La météo a connu des sautes d’humeur comme on a pu le voir ces dernières années, déclenchant des commentaires cyniques sur le dérèglement climatique, mais tout me semblait d’un gris parfaitement de circonstance. Les embrassades ont commencé à être de plus en plus gênantes. Assez vite, je les ai réservées aux proches que je n’étais pas sûr de revoir. Je logeais avec une connaissance qui a été testée positive au COVID-19 et qui est désormais guérie. Je m’occupais également de garder la maison d’une autre personne, dont le ou la conjoint·e était décédé·e des suites du virus.

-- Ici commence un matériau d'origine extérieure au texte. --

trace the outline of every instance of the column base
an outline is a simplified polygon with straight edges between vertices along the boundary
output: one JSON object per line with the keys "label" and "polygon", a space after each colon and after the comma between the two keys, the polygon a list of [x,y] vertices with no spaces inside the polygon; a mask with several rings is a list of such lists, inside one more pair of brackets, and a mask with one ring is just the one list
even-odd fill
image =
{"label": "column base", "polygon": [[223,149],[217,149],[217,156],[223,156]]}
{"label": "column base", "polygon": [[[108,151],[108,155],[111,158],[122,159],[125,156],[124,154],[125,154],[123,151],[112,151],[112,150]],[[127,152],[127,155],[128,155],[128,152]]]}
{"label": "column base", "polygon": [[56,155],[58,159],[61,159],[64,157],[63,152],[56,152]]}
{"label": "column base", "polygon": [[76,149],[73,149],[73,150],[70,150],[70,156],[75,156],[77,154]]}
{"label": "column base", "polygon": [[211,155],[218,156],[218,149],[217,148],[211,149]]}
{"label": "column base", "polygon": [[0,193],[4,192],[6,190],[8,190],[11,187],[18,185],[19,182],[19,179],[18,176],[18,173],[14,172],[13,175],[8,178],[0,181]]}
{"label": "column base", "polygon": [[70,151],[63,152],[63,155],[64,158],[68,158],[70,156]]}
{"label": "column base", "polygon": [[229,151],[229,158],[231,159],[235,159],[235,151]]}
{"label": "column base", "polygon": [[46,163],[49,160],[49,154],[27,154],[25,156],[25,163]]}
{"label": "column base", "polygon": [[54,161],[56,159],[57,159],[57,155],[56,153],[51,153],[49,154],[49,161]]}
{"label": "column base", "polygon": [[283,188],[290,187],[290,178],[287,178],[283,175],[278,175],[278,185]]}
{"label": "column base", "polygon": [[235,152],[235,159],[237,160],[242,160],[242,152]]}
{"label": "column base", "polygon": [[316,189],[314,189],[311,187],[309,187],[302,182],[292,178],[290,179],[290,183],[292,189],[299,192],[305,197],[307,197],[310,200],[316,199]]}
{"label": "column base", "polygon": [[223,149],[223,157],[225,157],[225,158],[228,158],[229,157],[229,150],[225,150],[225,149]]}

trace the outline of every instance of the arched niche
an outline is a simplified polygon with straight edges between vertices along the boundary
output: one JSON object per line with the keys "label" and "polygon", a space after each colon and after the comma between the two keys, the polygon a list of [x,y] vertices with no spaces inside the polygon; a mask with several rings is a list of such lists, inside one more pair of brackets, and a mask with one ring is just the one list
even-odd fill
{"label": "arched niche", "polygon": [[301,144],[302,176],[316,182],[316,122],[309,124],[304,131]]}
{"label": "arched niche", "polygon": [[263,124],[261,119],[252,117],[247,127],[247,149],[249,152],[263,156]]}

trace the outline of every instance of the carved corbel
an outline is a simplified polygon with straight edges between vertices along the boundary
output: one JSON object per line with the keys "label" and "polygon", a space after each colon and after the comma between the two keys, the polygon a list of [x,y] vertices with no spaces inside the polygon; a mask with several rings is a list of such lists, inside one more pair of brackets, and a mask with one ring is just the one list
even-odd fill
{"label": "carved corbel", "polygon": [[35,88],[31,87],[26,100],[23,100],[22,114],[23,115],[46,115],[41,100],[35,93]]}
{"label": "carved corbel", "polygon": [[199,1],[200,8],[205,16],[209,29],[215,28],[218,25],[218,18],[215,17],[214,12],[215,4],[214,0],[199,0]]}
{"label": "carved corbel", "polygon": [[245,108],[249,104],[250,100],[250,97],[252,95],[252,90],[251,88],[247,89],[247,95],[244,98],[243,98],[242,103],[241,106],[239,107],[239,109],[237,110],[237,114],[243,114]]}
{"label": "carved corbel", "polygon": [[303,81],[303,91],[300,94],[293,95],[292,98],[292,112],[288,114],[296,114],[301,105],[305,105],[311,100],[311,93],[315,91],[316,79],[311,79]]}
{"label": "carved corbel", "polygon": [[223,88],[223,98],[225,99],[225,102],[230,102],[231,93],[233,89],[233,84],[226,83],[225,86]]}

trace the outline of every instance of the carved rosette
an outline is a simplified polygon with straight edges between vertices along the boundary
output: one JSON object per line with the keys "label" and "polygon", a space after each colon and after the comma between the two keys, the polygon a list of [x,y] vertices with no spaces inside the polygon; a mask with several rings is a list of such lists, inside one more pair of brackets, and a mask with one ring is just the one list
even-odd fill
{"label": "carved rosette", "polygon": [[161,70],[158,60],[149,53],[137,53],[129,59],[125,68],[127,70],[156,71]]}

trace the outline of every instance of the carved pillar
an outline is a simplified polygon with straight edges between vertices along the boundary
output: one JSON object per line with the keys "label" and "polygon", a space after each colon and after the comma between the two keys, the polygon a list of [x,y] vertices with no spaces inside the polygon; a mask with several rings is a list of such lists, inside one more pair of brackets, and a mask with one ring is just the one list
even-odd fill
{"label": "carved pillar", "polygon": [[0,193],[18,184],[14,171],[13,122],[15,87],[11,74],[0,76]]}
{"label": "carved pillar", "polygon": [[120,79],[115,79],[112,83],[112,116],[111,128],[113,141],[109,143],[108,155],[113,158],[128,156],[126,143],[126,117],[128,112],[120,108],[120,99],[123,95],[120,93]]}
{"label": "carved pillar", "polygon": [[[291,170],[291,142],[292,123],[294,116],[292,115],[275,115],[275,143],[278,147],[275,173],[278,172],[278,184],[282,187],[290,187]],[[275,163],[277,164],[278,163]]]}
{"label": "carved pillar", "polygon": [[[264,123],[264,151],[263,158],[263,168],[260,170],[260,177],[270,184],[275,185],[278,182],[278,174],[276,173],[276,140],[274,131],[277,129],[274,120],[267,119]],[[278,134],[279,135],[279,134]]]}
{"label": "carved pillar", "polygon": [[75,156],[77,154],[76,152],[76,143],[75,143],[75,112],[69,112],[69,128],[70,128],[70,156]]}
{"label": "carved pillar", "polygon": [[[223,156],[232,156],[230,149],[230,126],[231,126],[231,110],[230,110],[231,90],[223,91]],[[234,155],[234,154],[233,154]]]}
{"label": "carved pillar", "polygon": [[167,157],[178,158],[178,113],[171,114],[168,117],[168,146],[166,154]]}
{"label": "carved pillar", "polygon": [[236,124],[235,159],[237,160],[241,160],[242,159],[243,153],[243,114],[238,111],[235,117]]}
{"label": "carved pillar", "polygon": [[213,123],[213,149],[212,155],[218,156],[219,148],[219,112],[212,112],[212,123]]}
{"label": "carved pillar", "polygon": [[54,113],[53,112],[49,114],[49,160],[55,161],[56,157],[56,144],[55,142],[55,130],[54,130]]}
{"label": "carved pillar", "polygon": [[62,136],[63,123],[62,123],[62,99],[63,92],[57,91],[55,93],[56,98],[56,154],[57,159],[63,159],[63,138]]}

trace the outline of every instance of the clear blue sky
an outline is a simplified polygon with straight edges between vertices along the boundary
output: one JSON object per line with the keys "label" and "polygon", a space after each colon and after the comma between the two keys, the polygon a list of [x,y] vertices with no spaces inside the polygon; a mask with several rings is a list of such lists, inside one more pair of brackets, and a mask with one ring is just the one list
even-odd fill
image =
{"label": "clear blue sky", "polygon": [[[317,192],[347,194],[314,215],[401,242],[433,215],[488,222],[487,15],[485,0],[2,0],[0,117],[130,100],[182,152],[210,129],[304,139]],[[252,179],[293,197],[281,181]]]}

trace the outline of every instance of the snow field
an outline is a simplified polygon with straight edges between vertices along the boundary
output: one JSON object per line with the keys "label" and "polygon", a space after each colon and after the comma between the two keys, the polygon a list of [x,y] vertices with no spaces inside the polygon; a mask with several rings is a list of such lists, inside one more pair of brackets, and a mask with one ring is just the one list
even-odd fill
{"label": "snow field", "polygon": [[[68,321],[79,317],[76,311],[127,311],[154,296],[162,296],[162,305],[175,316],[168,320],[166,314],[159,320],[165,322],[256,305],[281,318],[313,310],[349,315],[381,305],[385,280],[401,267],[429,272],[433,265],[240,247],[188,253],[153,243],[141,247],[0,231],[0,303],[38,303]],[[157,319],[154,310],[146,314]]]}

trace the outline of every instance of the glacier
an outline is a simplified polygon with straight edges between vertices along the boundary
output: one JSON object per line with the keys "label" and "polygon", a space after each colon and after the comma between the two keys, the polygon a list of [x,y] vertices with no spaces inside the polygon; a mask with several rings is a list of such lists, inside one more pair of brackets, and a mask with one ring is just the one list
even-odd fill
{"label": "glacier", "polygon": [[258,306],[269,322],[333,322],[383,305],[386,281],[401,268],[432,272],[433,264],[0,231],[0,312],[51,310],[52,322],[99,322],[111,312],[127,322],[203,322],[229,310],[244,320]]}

À mesure que la tension grimpait, l’île de Manhattan était de plus en plus vide et de plus en plus effrayante. Contrairement aux attaques du 11 septembre, ou à la tempête Sandy – qui, le jour d’Halloween, avait généré un black-out total à Manhattan, événement que je n’oublierai jamais, – l’épidémie n’a pas frappé immédiatement tout le monde de manière évidente. Ce fut plutôt un impact invisible, qui se fit sentir au ralenti : il était difficile de mettre le doigt sur ce qui allait se produire, ou même sur ce qui était déjà en train de se produire. Ça faisait froid dans le dos de voir ces mêmes ami·e·s qui avaient pris mes inquiétudes pour de la paranoïa venir désormais me demander conseil. Cela me terrifiait de voir des gens qui avaient toujours cherché à me rassurer devenir de plus en plus paniqué·e·s alors que leurs moyens de subsistance s’amenuisaient à vue d’œil. La plus grande et plus agitée des villes étatsuniennes était mise hors d’usage par une force invisible. Au bout du compte, je me suis échappé, laissant derrière moi beaucoup des personnes que j’aime attendre l’inconnu.